Entergy Corporation has said the decision to permanently shut down its Pilgrim-1 nuclear power plant in Massachusetts was a result of “a number of financial factors” including low wholesale energy prices.

The Pilgrim plant was shut down for the last time at 5:28 pm local time on 30 May. The company said more than 50 Pilgrim employees have accepted offers to continue with Entergy in other locations.

Entergy’s remaining operating nuclear power plants in merchant power markets – Indian Point-2 and -3 in New York, and Palisades in Michigan – are scheduled to be shut down in 2020, 2021, and 2022 respectively. Their closures will mark the end of Entergy’s participation in merchant power markets and its return to a pure-play utility, the company said.

Merchant power plants are a form of non-utility or independent power generation designed for competitive wholesale power marketplaces. Unlike conventional independent power projects, merchant plants do not have upfront, long-term power purchase agreements to cover their output.

Entergy owns and operates five nuclear units in regulated markets: Ano-1 and -2 in Arkansas, Grand Gulf-1 in Mississippi, River Bend-1 and Waterford-3, both in Louisiana. Entergy said it remains committed to the continued operation these plants.

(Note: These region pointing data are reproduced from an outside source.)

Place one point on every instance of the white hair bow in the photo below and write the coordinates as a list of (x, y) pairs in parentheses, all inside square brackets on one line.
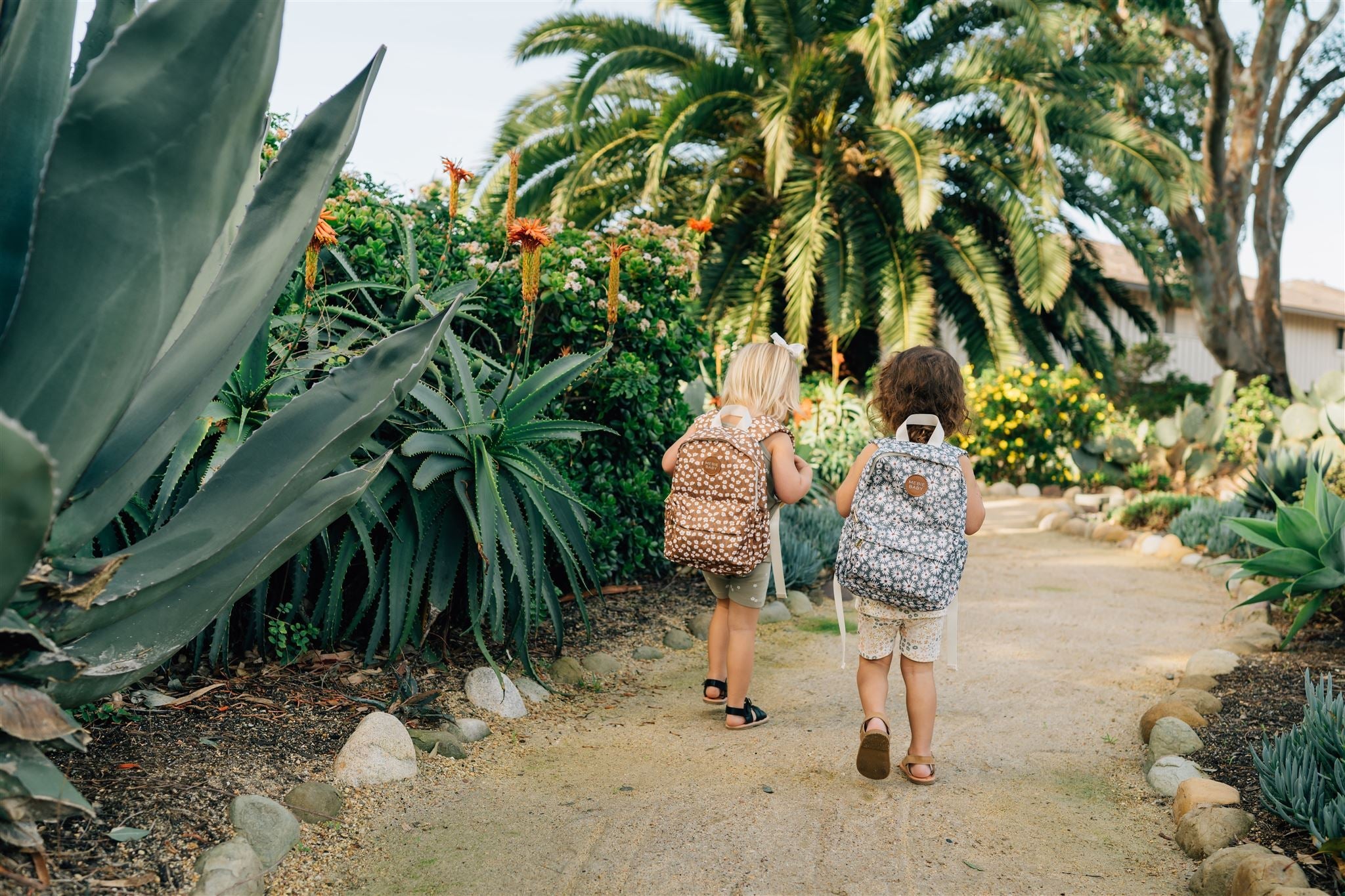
[(794, 349)]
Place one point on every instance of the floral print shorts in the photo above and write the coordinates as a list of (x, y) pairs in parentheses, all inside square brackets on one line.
[(883, 626)]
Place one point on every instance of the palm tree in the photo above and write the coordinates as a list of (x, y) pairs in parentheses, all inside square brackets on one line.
[(868, 165)]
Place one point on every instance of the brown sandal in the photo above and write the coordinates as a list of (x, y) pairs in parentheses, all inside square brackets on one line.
[(917, 761), (875, 757)]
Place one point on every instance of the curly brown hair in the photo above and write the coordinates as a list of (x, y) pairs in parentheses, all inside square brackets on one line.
[(921, 381)]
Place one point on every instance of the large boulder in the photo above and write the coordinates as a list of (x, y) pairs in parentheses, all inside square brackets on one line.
[(1207, 829), (1211, 662), (1169, 708), (1197, 699), (494, 692), (378, 752), (1172, 736), (1169, 771), (268, 826), (1201, 792), (1259, 875), (315, 802), (1216, 874), (231, 868)]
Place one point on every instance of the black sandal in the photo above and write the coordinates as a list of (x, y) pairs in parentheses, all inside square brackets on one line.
[(755, 716), (721, 685)]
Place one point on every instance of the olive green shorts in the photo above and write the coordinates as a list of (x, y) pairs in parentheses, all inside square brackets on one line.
[(745, 590)]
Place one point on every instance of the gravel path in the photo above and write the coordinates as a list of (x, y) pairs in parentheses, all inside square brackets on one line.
[(1063, 644)]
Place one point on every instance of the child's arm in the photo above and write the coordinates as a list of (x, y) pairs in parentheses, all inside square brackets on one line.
[(975, 507), (670, 456), (791, 473), (845, 494)]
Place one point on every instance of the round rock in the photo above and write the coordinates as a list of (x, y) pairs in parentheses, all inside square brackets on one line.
[(1211, 662), (1169, 771), (1169, 708), (472, 730), (1216, 872), (1173, 738), (568, 672), (231, 868), (315, 802), (268, 826), (1201, 702), (378, 752), (531, 691), (1207, 829), (602, 664), (678, 640), (494, 694)]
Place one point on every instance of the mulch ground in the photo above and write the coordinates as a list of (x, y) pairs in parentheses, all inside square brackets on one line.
[(1262, 698), (263, 729)]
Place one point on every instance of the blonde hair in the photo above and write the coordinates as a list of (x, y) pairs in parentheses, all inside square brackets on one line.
[(766, 378)]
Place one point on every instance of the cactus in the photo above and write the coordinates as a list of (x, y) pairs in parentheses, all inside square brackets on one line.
[(144, 272)]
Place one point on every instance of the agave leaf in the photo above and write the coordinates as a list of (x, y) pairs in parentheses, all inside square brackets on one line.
[(119, 238), (280, 461), (27, 501), (108, 15), (261, 259), (34, 83), (32, 715), (124, 651)]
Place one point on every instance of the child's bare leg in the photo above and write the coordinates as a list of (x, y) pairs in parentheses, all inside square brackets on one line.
[(741, 625), (920, 710), (717, 647), (872, 680)]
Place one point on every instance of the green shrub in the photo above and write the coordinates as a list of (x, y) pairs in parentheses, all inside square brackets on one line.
[(1155, 511), (1301, 770), (1201, 526)]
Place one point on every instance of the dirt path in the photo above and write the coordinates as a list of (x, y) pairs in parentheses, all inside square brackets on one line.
[(1063, 644)]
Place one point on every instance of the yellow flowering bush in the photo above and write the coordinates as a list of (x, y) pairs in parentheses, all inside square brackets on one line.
[(1025, 421)]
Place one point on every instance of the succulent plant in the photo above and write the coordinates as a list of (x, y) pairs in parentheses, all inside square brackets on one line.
[(146, 272)]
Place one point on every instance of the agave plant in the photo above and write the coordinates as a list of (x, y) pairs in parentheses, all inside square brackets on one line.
[(1305, 550), (495, 484), (885, 163), (146, 272)]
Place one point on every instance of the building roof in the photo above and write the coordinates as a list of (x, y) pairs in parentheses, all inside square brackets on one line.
[(1304, 296)]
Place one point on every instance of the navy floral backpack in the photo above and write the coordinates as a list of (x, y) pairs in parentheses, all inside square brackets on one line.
[(906, 543)]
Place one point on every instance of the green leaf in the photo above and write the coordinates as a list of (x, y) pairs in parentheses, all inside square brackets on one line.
[(1298, 528), (27, 503), (1259, 532), (34, 83), (260, 263), (173, 108), (278, 463), (108, 15), (121, 651)]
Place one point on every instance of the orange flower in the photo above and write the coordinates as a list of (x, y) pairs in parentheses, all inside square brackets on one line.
[(512, 202), (530, 234), (699, 224), (323, 236), (456, 175), (613, 281)]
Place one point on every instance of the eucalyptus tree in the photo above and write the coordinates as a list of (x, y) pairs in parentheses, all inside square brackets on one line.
[(861, 165)]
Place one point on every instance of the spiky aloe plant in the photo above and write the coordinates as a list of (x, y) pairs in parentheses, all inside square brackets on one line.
[(150, 259)]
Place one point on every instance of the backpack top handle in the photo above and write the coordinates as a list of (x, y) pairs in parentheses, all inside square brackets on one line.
[(734, 410), (921, 419)]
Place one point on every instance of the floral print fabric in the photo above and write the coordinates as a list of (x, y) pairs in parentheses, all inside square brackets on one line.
[(904, 543)]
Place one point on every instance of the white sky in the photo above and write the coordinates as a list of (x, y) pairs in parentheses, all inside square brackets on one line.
[(450, 74)]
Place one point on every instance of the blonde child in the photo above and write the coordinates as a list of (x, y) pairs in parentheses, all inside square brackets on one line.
[(917, 381), (761, 393)]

In August, Entergy announced the proposed sale of the subsidiary that owns Pilgrim to a Holtec International subsidiary, a decommissioning specialty company that plans to complete decommissioning at the site decades sooner than if Entergy continued to own the plant. Regulatory approval and closing of the transaction are scheduled for 2019.

Pilgrim-1 is a 677-MW boiling water reactor unit that began commercial operation in December 1972.